The Apocalypse

Chapter 26

Neil

Columbus, Ohio



Sadie's choice in music was nearly enough for Neil to find his own ride westward. Every song seemed to consist solely of grinding guitars, and if there was a singer, if they could be called such, it sounded as though they were part demon. He couldn't understand a word of their lyrics, but judging by the song titles it didn't seem worth it trying to fathom them out.

She complained of his music as well: said it all bored her and put her to sleep. Which was true enough. When it was his turn to drive she curled up next to him and slept with her mouth open. She was much prettier when she slept. There was an innocence to her that only came out then. Normally it was hidden beneath the heavy mascara and the black lipstick.

“You should try a lighter color of lipstick,” he suggested one afternoon. “I'm just saying that you would look better. Don't get me wrong you are very pretty right now, I just don't understand why you wouldn't want to be prettier.”
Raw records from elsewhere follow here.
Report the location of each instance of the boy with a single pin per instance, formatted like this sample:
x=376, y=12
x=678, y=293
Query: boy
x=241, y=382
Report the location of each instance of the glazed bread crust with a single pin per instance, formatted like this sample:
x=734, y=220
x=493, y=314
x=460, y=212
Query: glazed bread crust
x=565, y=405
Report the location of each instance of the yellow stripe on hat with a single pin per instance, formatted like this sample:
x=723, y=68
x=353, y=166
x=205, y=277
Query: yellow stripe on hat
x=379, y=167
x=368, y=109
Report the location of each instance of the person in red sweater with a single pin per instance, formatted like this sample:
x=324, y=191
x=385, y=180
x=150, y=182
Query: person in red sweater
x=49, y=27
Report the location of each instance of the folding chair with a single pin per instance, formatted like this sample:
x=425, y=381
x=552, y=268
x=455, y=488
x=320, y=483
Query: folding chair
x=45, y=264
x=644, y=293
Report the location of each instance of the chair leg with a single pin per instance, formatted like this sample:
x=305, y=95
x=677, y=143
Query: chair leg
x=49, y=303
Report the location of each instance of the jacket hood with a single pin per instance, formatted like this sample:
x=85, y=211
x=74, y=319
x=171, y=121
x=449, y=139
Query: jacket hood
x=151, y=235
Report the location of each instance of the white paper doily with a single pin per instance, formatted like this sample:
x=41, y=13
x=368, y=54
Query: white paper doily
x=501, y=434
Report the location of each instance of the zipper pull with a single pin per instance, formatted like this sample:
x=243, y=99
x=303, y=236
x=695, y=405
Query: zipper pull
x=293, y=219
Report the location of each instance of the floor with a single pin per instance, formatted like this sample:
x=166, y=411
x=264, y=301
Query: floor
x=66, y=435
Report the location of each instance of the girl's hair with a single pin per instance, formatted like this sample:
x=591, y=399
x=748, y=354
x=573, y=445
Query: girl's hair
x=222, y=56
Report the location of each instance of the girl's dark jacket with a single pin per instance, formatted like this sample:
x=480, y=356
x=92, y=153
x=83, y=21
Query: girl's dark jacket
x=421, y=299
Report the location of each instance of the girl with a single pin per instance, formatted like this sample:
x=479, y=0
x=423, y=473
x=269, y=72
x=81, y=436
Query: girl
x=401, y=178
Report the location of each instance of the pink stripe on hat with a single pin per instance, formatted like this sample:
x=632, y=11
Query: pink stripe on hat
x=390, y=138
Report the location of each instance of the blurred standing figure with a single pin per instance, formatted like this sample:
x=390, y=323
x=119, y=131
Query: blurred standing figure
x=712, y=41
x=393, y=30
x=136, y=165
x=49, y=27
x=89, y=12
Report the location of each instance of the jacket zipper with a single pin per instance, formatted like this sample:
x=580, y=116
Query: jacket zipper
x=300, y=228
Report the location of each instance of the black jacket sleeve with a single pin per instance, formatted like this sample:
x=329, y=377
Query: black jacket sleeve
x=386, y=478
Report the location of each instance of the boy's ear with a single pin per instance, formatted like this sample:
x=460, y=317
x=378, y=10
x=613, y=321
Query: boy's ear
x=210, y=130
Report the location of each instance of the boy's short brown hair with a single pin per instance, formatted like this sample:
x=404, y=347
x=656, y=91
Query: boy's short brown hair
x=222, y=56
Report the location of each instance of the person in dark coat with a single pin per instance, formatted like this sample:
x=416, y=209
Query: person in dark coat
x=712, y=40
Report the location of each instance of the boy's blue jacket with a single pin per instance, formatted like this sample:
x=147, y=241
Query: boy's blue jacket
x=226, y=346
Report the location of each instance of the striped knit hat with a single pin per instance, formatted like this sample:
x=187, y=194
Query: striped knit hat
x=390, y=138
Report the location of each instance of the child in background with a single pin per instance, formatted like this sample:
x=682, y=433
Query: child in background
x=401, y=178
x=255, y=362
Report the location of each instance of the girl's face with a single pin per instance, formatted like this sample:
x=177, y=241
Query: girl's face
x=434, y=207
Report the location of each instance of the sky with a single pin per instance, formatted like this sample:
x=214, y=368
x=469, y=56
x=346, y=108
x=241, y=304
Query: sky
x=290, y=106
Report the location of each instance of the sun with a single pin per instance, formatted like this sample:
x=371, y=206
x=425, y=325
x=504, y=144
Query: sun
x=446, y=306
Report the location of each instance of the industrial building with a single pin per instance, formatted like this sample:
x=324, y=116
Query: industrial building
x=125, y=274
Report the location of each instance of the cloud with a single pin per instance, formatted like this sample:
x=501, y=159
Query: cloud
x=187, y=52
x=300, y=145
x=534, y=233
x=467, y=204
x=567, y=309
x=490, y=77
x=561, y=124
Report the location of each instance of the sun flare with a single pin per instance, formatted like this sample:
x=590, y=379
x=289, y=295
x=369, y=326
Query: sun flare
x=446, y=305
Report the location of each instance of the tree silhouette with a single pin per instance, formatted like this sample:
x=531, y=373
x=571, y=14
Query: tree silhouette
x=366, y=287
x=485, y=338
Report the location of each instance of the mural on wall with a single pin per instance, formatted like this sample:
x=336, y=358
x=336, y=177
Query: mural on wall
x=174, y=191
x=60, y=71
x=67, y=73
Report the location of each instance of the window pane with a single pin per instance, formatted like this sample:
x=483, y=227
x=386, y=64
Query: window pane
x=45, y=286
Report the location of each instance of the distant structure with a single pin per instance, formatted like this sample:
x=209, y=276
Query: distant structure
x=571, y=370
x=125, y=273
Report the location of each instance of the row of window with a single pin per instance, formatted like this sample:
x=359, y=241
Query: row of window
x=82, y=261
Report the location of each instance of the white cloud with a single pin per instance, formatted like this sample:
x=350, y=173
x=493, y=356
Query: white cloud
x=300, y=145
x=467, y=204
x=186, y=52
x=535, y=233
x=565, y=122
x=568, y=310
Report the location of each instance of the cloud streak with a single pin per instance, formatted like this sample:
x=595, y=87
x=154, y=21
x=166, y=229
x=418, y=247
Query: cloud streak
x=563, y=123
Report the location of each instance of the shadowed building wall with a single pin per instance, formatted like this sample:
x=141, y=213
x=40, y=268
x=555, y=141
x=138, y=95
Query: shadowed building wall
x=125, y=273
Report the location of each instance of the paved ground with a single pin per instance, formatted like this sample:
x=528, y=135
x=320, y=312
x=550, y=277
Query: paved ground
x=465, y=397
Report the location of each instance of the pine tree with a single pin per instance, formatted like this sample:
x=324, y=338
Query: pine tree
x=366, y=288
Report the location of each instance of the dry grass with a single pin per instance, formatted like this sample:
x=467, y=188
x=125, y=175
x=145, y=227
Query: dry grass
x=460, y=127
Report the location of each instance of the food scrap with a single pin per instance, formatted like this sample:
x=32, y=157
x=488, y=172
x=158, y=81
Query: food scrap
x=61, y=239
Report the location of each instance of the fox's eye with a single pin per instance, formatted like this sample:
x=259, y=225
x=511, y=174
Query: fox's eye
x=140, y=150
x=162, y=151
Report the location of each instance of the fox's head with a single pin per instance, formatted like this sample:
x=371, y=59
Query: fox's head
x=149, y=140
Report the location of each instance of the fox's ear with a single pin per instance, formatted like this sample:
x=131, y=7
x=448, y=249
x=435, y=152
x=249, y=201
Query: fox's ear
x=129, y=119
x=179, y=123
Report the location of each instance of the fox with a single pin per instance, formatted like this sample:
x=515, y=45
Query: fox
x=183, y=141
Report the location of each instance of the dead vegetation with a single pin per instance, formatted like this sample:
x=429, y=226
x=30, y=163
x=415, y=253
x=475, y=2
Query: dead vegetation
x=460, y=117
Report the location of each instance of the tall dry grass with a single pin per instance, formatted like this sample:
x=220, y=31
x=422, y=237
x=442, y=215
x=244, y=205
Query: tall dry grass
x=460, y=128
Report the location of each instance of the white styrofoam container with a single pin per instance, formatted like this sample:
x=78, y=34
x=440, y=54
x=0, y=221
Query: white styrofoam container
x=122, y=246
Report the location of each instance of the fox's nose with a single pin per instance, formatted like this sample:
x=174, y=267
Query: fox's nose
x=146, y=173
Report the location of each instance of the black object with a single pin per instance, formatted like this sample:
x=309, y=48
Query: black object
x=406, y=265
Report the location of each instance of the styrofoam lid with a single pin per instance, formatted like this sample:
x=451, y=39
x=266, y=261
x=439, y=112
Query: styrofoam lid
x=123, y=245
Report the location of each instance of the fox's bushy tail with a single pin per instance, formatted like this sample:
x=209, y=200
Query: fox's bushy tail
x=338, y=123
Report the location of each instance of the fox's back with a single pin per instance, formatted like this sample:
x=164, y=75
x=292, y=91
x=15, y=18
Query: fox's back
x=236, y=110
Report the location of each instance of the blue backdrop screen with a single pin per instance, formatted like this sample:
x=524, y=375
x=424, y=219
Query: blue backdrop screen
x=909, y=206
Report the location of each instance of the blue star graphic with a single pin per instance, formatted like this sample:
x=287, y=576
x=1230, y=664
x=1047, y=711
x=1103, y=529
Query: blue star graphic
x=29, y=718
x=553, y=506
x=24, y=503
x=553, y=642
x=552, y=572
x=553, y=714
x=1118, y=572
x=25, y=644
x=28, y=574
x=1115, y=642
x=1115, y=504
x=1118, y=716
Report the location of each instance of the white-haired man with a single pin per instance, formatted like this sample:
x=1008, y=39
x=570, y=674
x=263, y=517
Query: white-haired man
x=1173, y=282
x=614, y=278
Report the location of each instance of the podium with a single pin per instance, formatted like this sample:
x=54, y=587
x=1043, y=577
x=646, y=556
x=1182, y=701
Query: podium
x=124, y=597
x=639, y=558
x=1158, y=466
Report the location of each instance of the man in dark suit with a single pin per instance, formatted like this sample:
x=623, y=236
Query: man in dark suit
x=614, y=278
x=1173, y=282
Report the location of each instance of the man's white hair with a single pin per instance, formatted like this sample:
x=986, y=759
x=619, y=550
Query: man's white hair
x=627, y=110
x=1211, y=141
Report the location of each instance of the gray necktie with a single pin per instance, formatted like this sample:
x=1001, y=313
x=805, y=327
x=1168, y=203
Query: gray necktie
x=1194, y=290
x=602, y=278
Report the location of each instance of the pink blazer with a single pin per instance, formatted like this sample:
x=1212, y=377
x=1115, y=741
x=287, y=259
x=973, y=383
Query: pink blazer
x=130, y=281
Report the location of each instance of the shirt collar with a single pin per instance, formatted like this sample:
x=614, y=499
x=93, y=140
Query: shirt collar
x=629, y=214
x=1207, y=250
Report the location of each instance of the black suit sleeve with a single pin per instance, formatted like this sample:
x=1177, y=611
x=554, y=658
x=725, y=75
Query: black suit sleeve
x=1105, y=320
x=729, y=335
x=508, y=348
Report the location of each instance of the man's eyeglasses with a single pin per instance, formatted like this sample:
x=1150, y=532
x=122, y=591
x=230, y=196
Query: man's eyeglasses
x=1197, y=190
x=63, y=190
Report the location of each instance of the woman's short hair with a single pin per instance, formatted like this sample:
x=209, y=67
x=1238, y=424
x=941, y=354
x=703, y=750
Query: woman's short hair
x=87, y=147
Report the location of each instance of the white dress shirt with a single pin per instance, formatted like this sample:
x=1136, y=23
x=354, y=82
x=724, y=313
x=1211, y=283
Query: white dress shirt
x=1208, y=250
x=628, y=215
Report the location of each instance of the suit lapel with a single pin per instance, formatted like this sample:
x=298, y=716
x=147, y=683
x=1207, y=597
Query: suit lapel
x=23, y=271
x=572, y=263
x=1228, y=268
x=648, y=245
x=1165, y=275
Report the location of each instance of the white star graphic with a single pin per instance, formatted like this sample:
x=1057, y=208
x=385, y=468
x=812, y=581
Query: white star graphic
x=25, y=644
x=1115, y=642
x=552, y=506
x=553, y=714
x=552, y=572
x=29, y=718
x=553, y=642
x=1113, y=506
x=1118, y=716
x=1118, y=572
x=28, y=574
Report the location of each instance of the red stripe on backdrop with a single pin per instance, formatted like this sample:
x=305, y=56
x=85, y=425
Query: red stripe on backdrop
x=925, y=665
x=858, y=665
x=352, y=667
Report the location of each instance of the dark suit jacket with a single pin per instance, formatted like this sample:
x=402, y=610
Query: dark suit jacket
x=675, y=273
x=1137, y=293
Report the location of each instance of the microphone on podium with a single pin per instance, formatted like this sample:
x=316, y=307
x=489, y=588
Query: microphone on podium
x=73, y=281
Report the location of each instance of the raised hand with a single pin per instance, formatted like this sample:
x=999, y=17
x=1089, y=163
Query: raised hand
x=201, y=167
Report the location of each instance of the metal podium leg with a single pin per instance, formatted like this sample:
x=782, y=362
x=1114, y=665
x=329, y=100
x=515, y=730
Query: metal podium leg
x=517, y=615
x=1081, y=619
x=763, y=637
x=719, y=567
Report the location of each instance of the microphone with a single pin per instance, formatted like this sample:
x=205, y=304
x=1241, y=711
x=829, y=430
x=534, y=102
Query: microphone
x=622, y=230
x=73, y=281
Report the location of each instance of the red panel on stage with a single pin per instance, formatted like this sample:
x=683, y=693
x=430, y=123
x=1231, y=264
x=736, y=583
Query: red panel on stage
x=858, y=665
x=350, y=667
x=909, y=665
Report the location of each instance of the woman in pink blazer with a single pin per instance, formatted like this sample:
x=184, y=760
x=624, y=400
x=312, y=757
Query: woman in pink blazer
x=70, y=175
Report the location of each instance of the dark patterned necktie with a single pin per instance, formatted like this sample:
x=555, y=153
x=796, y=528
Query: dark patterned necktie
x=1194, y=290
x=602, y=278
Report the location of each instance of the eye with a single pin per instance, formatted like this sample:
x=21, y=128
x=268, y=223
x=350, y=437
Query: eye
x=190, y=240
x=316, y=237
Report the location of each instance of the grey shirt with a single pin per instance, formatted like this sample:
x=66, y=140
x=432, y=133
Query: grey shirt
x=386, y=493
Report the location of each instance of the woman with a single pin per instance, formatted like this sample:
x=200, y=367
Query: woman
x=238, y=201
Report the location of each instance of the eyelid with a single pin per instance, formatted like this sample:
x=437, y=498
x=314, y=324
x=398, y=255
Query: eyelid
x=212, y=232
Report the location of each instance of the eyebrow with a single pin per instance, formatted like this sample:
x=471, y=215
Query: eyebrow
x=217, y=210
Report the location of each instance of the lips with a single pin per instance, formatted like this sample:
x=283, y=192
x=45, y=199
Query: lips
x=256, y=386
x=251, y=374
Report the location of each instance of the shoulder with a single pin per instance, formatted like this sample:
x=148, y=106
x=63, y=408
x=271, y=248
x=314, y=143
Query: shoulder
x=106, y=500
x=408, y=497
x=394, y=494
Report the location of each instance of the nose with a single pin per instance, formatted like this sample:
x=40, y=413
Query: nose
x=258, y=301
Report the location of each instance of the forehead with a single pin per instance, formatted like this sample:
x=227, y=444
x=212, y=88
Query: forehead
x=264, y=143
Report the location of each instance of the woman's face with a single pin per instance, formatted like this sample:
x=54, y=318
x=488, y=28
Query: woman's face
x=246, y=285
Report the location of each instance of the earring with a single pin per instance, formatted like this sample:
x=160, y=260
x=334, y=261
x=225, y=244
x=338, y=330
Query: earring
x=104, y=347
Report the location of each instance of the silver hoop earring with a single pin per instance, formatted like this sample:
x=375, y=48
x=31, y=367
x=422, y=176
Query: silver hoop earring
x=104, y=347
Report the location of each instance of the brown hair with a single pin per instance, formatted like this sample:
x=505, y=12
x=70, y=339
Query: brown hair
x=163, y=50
“Prettier for who? For the zombies?”

“I don't know, maybe we will meet some young men...now don't give me that look.” She had raised her eyebrows at the word men. “You know what I mean. I keep up my appearance for the ladies.” He did too. Every day since he had seen the first zombie rat he had shaved and dressed as he always had, very neatly.

Theatrically she grabbed the wheel and said, “Then you better turn around. I just saw a cute zombie-mama for you. She was barely chewed on. It was some prime zombie ass.”

He exhaled wearily over her profanity. “You never know where you'll meet someone is all I'm saying. There could be a boy right around the corner.”

There wasn't.

The army in the east had died fighting, trying to hold lines that were flanked and pierced in dozens of places by zombies that numbered in the millions. Bodies were everywhere attesting to the bitter struggle.

And they saw very few live people along the back roads of Pennsylvania, none of whom wanted the least thing to do with anyone driving such a farfetched beast as the monster truck. Yet they did run into a couple of people eventually, while looking for a pair of hair scissors for Neil. He hadn't had a cut in a month and thought he looked no better than a hippie.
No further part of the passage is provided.